All JSON files are plain static files — no build step required.


How to Add a New Feature

  1. New card — add a .card inside the appropriate .content-col in index.html. Give the dynamic content container a unique id.
  2. New webhook call — declare the URL as a const at the top of app.js. Use btnLoad / btnReset for the trigger button and wrap the call in try/catch with toast(err.message, 'error') in the catch.
  3. Destructive action — always gate with await confirmDialog(...) before the fetch.
  4. New CSS component — add it to styles.css in the appropriate section (marked with /* ─── Section ─ */ comments). Use only existing token variables.
  5. New agent-tab action — call it from selectAgent() so it reloads when the user switches agents.

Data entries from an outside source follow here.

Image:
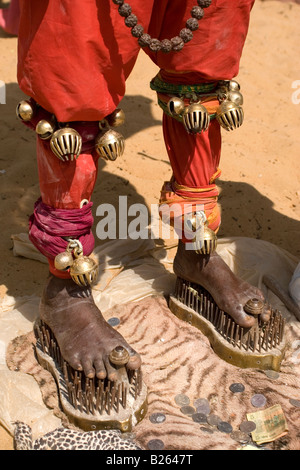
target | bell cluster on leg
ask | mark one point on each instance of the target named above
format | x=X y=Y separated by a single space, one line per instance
x=110 y=144
x=83 y=269
x=195 y=116
x=66 y=142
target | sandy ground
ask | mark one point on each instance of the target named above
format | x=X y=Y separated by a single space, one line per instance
x=260 y=186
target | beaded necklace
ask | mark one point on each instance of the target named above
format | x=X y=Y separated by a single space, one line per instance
x=166 y=45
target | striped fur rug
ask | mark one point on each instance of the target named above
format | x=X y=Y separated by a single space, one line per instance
x=178 y=359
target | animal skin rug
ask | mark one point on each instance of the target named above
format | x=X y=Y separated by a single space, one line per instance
x=178 y=359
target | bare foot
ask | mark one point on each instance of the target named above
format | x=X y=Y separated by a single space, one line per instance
x=84 y=337
x=228 y=291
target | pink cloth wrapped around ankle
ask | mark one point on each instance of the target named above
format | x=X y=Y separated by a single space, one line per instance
x=48 y=227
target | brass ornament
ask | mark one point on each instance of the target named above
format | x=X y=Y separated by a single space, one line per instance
x=194 y=222
x=254 y=307
x=63 y=261
x=208 y=244
x=261 y=346
x=230 y=85
x=195 y=118
x=45 y=129
x=25 y=111
x=229 y=115
x=175 y=106
x=66 y=144
x=119 y=356
x=116 y=118
x=84 y=270
x=110 y=144
x=91 y=403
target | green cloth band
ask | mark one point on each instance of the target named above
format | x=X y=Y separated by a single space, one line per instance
x=164 y=107
x=160 y=86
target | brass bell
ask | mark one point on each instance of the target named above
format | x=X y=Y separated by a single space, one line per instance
x=66 y=144
x=229 y=115
x=176 y=106
x=254 y=306
x=25 y=111
x=116 y=118
x=110 y=145
x=63 y=261
x=45 y=129
x=230 y=85
x=208 y=244
x=195 y=118
x=84 y=271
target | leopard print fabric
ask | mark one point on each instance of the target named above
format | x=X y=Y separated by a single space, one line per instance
x=68 y=439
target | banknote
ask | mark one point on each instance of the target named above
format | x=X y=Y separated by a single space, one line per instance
x=270 y=424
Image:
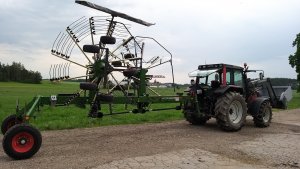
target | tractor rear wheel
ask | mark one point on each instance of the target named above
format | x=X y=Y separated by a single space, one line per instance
x=9 y=122
x=22 y=141
x=231 y=111
x=193 y=119
x=264 y=116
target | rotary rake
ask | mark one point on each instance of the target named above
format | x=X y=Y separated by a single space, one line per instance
x=116 y=67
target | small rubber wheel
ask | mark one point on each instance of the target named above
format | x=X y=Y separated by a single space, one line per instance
x=107 y=40
x=9 y=122
x=130 y=72
x=22 y=141
x=117 y=63
x=88 y=86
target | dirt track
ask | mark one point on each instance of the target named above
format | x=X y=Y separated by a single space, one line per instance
x=170 y=145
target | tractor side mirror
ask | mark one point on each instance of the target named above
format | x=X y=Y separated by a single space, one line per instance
x=91 y=48
x=107 y=40
x=261 y=76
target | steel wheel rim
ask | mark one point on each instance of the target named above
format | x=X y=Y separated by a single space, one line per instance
x=235 y=112
x=22 y=142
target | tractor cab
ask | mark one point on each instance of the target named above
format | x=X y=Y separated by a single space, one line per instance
x=218 y=78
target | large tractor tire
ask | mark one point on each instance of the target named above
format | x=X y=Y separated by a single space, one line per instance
x=231 y=111
x=264 y=116
x=193 y=119
x=22 y=141
x=9 y=122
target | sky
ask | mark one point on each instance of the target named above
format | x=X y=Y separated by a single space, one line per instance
x=258 y=32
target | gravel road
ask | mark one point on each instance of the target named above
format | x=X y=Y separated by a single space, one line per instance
x=170 y=145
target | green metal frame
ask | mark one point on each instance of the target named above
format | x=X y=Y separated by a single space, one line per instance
x=30 y=109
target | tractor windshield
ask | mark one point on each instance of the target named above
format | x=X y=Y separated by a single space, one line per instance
x=205 y=77
x=202 y=73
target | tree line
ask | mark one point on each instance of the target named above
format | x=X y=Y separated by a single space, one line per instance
x=17 y=73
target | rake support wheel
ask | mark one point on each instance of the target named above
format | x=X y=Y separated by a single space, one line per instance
x=9 y=122
x=22 y=141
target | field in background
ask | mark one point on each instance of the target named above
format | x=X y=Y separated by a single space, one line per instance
x=74 y=117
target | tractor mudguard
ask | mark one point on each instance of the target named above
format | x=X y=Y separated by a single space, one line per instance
x=253 y=107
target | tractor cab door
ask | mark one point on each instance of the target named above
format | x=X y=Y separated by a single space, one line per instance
x=233 y=81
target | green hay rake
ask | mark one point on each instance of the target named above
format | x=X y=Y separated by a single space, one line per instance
x=117 y=71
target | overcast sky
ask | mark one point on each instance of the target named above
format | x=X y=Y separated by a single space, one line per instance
x=259 y=32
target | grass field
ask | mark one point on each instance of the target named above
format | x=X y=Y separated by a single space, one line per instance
x=73 y=117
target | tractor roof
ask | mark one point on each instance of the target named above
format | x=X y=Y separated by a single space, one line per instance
x=218 y=66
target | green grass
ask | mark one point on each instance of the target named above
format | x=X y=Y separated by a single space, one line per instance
x=295 y=102
x=50 y=118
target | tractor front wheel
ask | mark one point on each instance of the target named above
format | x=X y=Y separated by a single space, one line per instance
x=264 y=116
x=9 y=122
x=22 y=141
x=231 y=111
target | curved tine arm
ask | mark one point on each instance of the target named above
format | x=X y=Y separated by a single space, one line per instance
x=50 y=73
x=171 y=60
x=55 y=42
x=79 y=48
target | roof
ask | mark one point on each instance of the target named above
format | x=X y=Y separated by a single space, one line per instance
x=218 y=66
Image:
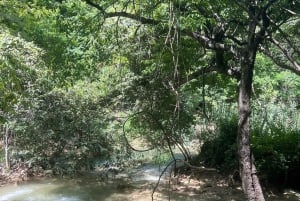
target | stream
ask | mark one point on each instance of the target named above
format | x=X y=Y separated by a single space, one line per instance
x=134 y=186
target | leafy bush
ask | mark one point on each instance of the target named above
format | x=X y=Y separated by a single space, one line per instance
x=221 y=151
x=277 y=155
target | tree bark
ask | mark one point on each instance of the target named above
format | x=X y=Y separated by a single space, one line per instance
x=6 y=146
x=250 y=181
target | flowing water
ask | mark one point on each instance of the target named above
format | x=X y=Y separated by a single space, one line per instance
x=136 y=185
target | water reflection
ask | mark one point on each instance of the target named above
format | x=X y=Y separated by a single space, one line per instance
x=91 y=189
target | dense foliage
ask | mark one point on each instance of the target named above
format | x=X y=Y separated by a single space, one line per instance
x=82 y=80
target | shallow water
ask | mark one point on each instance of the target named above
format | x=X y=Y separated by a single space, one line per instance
x=134 y=186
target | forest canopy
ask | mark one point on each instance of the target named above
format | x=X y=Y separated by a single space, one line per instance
x=80 y=80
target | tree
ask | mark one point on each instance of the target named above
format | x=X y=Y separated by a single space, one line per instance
x=231 y=33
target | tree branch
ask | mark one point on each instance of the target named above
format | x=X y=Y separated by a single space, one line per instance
x=294 y=68
x=211 y=44
x=132 y=16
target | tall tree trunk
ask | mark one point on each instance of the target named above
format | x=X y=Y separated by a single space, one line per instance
x=250 y=181
x=6 y=145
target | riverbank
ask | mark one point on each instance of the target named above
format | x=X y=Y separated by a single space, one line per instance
x=139 y=183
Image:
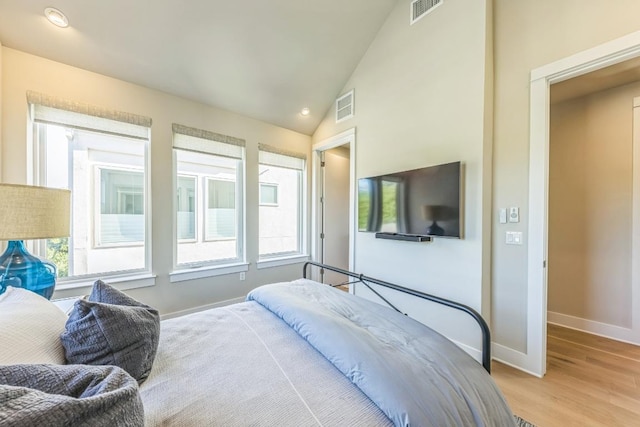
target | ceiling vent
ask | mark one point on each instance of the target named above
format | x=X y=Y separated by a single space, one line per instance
x=420 y=8
x=345 y=107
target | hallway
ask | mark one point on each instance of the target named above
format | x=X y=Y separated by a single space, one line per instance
x=590 y=381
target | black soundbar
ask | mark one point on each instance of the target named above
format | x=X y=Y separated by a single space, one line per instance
x=405 y=237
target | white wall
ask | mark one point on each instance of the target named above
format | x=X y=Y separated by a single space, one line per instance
x=590 y=208
x=21 y=72
x=529 y=35
x=420 y=100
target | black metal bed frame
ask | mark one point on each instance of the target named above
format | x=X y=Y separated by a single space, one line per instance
x=486 y=334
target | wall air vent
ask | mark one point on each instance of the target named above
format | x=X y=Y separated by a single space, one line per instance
x=420 y=8
x=345 y=107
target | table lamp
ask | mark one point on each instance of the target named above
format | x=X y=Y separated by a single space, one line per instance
x=30 y=212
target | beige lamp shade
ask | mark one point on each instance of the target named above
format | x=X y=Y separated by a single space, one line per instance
x=30 y=212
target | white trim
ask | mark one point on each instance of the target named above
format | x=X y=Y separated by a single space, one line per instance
x=208 y=271
x=123 y=283
x=471 y=351
x=598 y=57
x=619 y=333
x=343 y=138
x=280 y=261
x=512 y=358
x=202 y=308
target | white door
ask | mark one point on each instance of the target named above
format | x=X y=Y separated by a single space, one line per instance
x=335 y=212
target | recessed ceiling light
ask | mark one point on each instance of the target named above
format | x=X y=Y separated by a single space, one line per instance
x=56 y=17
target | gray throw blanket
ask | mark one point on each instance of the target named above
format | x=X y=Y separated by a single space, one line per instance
x=68 y=395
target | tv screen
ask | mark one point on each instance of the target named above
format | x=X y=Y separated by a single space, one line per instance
x=423 y=202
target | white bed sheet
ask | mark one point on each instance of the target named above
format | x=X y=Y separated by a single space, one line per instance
x=242 y=366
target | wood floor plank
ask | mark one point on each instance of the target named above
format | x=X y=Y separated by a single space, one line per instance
x=590 y=381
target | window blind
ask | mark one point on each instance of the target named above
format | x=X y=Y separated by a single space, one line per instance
x=272 y=156
x=58 y=111
x=203 y=141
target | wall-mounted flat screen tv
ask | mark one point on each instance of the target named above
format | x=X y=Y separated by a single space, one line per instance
x=420 y=202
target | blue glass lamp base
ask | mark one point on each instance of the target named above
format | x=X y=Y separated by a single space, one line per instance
x=20 y=269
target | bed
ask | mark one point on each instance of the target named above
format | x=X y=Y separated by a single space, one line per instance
x=301 y=353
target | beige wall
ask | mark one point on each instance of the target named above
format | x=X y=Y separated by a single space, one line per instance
x=590 y=206
x=420 y=100
x=22 y=72
x=529 y=34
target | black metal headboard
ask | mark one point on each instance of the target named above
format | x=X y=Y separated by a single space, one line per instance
x=486 y=334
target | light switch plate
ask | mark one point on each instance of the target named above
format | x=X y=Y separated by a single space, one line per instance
x=514 y=214
x=503 y=215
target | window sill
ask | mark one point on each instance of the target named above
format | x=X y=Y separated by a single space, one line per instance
x=209 y=271
x=122 y=283
x=278 y=262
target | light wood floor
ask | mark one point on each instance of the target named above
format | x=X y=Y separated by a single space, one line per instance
x=590 y=381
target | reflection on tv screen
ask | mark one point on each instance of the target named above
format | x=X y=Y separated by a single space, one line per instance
x=422 y=201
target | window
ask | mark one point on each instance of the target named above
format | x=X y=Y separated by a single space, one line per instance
x=209 y=202
x=186 y=208
x=120 y=197
x=281 y=202
x=101 y=156
x=268 y=194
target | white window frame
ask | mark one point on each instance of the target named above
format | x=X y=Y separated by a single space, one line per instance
x=283 y=258
x=205 y=208
x=43 y=110
x=195 y=207
x=272 y=185
x=209 y=143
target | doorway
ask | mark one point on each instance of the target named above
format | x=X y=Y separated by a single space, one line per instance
x=333 y=223
x=611 y=53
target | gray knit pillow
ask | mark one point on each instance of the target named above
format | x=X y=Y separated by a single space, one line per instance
x=68 y=395
x=111 y=328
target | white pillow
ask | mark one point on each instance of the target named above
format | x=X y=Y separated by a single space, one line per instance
x=30 y=328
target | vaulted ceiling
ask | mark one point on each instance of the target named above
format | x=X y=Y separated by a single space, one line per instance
x=263 y=59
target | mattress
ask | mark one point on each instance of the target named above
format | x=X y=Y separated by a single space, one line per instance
x=243 y=366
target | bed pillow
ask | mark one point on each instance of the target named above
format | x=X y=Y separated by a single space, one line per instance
x=69 y=395
x=111 y=328
x=30 y=328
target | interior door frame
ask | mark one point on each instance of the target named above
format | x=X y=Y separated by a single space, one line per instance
x=604 y=55
x=343 y=138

Note: loadWizard(info) is called from inside loadAgentInfo() (which is called by selectAgent()), not directly from selectAgent() — this is acceptable when the loader depends on async data fetched by another loader.
  6. Demo shell — update populateDemoShell() to populate the new card's id with representative static data so the auth screen preview stays consistent.

Commands

# Start dev server (live-reload on file save)
./start
# → http://localhost:8080

# No build step required — CSS and JS are plain files.

Rules

  • NEVER add external scripts, CDN links, or npm packages.
  • NEVER introduce a framework (React, Vue, Alpine, etc.).
  • NEVER use raw hex colour values — reference CSS token variables.
  • NEVER scroll the outer page — keep overflow: hidden on body.
  • NEVER call a destructive webhook (restart, restore, password update) without confirmDialog.
  • On successful sign-up, open the Stripe checkout tab and log the user in immediately via showApp() + loadAgents().
  • ALWAYS use escHtml() when inserting user-supplied or API-returned strings into innerHTML.
  • ALWAYS use btnLoad / btnReset around async operations on buttons.
  • ALWAYS show an error toast (toast(err.message, 'error')) when a webhook call fails.
  • ALWAYS call new per-agent loaders from selectAgent() and populate them in populateDemoShell().

Failure Conditions

These actions constitute a failure:

  • Removing escHtml() from any innerHTML insertion of external data.
  • Skipping confirmDialog before restart, password update, or backup restore.
  • Adding a <script src="…"> or <link> to an external CDN.
  • Editing the page so it scrolls at the body level.
  • Breaking the centered floating-panel layout on desktop (1280 px+).
  • Using hardcoded hex values instead of CSS token variables.
  • Adding a new per-agent data loader without calling it from selectAgent().
  • Setting app-shell visible without shell.style.display = "flex" (CSS default is none).